Left with no alternatives, Pope Francis asked Wuerl to help him find a way to once again fend off the “social catastrophe” of an IDI collapse. The American cardinal forwarded the request to the Papal Foundation, a group of wealthy U.S. benefactors who gave their first grant for charitable initiatives under St. Pope John Paul II in 1990.
Among those pushing for a $25 million grant to be sent to IDI, sources within the foundation said, was also McCarrick, now at the center of a sexual abuse scandal hitting the Church’s hierarchy, and who participated in some sessions of the Papal Foundation until June 2017.
But lay foundation members were not so eager to spend that money, especially since IDI did not release any financial statement or strategy. Speaking to the Wall Street Journal, the former chairman of the foundation’s audit committee, businessman James Longon, called the grant an “irresponsible and immoral stewardship of funds.”
Though ostensibly a dispute about the proper use of funds, the fight over IDI inside the Papal Foundation is also seen by many observers as a proxy battle for the larger war over Francis and his leadership of the Church. Many of the clergy supporting the hospital are also major Francis loyalists, while several of those most skeptical have their doubts about the pope on other grounds as well.
Normally the foundation offers grants for the poor in amounts that rarely exceed $300,000, and its members found themselves at odds with the Vatican’s leadership, to the extent that an audience with the pope last April had to be canceled.
Eventually the lay members capitulated to the request. In July 2017, the first $5 million was approved, followed in January by another $8 million. While these first two payments have already been sent to IDI, the remaining $12 million is still in the foundation’s account, sources within the foundation told Crux.
How those U.S. funds were used by IDI, and the reasons behind the delay of the final payment, remain shrouded in mystery.
Looming Questions
Starting on June 13, 2017, Italian layman Antonio Maria Leozappa was nominated by Vatican Secretary of State Pietro Parolin to head the foundation running IDI.
“Until this administration, I saw a lot of immobility,” said a source within the hospital. “The latest administration shows signs of wanting to bring the organization back on track.”
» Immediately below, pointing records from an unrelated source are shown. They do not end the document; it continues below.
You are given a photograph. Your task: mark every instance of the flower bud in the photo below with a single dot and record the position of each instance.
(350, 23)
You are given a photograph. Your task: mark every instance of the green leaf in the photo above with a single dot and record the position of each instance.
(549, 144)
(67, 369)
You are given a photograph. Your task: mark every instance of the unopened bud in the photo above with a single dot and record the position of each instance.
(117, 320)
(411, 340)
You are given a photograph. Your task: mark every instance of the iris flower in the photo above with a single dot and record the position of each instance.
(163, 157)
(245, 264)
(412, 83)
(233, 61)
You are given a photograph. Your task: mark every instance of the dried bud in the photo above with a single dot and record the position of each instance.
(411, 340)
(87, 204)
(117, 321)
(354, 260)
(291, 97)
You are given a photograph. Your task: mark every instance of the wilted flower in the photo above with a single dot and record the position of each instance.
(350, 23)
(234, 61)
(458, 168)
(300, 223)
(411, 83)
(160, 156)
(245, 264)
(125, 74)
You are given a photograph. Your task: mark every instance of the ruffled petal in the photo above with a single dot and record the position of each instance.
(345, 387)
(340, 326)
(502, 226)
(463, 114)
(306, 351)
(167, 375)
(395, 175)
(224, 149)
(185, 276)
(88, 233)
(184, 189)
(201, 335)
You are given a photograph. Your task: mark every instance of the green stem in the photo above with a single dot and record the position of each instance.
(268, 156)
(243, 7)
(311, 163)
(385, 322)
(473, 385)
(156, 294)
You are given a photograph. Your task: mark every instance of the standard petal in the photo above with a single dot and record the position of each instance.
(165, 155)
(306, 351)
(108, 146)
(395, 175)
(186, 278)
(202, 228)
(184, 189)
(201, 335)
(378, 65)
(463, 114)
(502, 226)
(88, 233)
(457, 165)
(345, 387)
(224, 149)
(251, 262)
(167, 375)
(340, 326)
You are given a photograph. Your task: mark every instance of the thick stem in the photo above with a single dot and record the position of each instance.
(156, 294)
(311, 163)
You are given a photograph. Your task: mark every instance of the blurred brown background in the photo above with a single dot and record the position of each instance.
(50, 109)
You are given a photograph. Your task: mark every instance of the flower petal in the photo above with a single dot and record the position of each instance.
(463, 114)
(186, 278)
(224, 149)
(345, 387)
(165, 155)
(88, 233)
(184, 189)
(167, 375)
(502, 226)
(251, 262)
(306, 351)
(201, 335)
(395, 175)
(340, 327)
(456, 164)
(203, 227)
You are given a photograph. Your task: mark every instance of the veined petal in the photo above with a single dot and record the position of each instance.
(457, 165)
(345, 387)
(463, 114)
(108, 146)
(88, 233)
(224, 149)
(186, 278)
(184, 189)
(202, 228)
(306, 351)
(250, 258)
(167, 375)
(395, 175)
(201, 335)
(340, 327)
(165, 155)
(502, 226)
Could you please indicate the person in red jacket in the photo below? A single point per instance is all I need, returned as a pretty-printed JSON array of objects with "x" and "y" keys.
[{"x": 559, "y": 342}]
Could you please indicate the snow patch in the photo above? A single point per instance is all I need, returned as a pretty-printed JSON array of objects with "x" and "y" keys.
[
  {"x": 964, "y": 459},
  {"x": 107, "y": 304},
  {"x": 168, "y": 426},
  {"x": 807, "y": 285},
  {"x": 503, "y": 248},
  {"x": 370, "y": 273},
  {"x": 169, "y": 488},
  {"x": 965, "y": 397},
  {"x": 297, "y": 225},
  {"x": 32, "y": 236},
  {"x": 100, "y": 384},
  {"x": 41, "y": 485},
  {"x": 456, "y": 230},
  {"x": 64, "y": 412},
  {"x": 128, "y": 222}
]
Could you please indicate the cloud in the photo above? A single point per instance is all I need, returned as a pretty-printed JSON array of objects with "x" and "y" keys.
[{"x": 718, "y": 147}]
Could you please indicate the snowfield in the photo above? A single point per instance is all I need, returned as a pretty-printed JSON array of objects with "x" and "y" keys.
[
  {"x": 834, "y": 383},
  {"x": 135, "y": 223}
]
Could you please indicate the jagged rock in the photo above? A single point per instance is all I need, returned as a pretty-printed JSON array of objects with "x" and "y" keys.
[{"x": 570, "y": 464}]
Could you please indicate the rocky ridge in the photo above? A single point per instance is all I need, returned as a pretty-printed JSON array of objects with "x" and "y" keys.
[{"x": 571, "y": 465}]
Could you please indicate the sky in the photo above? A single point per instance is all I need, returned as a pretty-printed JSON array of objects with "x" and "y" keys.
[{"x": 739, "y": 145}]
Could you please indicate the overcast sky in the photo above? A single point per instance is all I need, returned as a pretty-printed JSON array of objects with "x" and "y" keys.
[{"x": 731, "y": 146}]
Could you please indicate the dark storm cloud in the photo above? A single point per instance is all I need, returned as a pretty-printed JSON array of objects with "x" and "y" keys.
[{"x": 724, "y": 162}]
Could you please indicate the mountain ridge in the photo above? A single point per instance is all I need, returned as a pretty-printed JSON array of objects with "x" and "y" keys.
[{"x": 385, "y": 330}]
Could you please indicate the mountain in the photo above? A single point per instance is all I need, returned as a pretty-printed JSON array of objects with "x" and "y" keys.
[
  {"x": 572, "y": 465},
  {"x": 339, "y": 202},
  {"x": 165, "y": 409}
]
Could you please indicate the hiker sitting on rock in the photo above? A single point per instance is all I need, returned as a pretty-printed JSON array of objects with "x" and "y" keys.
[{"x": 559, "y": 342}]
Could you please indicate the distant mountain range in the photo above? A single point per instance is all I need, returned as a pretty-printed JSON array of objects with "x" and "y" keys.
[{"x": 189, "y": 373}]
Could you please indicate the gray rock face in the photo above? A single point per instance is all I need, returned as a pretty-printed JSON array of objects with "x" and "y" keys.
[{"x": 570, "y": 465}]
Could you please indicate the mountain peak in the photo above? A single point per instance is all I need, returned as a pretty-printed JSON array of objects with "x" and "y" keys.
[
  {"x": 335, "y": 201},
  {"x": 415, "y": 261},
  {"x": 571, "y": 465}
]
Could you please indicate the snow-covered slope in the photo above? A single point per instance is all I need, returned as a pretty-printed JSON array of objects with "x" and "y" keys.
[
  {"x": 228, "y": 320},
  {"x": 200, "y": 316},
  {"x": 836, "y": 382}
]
Leozappa has attempted to make some improvements within IDI, and even offered to cut his salary to pay for a grant for distinguished staff. But not everyone is optimistic.
“Giving money to IDI means that between now and the near future, they will not exist anymore,” a former employee told Crux. “It’s a lost investment.”
The source expressed doubt about the new leadership at the Dermatological Institute, many of whom lack a degree or professional experience in the healthcare sector.
He also marveled at the continued involvement of the friars and the Vatican within the hospital, adding that the only hope would be a private investor – but predicts any such investor would be thrown off by the current situation.
“As long as the Vatican is involved, and the same governance remains, the hospital has no future,” the source said.